For details about my work have a look at my website,

I am currently working on large prints combining water based woodblock techniques with oil based linocut: nothing if not a challenge! I'm also doing some teaching and go back to school myself in the spring to qualify as an adult education tutor

Tuesday, 3 February 2009

Hard Day's Night

Last week at the factory I did a few 5am starts. People were impressed to varying degrees about this: my teenage son refused to believe that it was possible to get up at 4am with the intention of working, though obviously it's fine for him to come home at 4am with the intention of sleeping. My London friends were all horrified and obviously have visions of Wells as some sort of throwback to the early industrial revolution - all soot and brimstone with small children forced to shovel coal into furnace mouths through the night. To the guys at Wells it's no big deal: 3am is the early start. The only person who seemed in any doubt there was Lucy the printer who confessed to me in low voice that she didn't think it was entirely 'normal' to get up and still have the moon in the sky. Having done the five until five shift I have to say that I prefer the moon to be at one end of the day or the other, both is a bit much.

I'm not bad at getting up, but the switch from a 6am start to a 4am one did call for an alarm. Fortunately I had the inspired idea of setting my phone to a ring tone so banal and offensive that I was awake in a psychotic rage before I knew it, neatly combining early rising with a full cardio workout. Also fortunately in the quiet factory I was able to work my way down from vile to bad tempered to slightly ratty before anyone much arrived.

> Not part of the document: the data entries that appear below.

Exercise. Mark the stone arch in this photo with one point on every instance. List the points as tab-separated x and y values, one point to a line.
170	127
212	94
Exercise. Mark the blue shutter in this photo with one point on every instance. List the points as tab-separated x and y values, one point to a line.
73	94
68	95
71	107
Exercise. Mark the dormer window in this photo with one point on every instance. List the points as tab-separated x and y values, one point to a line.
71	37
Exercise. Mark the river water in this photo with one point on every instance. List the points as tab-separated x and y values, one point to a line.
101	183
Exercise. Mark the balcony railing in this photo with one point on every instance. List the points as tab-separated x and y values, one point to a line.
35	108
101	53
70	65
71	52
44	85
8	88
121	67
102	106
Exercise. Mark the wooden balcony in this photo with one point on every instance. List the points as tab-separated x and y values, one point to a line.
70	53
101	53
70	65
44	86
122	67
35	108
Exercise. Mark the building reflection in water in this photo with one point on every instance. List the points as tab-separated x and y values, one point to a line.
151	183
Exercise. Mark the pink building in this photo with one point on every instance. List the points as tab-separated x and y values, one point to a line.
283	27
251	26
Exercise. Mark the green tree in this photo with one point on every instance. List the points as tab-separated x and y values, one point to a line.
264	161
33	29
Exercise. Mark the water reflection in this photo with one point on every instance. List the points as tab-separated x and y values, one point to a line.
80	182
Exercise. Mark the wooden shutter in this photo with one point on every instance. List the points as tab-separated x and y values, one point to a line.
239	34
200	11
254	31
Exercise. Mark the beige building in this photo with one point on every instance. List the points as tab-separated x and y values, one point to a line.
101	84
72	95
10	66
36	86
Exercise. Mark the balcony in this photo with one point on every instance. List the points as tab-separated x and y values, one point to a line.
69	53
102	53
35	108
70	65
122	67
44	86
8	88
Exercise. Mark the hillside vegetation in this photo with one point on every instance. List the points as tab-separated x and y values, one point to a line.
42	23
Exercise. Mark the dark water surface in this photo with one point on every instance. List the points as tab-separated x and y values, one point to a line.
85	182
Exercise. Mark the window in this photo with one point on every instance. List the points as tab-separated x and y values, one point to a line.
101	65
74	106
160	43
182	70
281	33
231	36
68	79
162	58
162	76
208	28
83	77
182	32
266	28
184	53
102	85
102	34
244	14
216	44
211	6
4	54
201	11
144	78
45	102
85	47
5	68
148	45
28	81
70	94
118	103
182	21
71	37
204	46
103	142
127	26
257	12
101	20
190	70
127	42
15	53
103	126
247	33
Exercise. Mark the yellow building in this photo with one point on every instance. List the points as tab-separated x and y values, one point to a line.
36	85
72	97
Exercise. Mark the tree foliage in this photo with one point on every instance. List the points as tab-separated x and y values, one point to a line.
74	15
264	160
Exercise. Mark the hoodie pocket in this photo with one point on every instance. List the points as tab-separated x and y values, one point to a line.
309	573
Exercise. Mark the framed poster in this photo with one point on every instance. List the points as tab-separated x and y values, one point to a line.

The early starts also meant bringing food in with me for various meals. Some people, Colin is a shining example, had things really sussed with stacking tupperware like Japanese bento, taking them through the day in neat courses. I had microwave porridge and an uneasy relationship with the chocolate machine. I work next to the vending machines and there is a steady stream of men who have an entirely guilt free approach: if they want three Mars bars and a packet of Monster Munch for breakfast, they do. I sat around like a large and grubby Miss Muffet with my bowl of porridge wondering if extreme weariness was enough justification for a kitkat. I need to either get over that or get some tupperware: my final week will certainly be more of the same.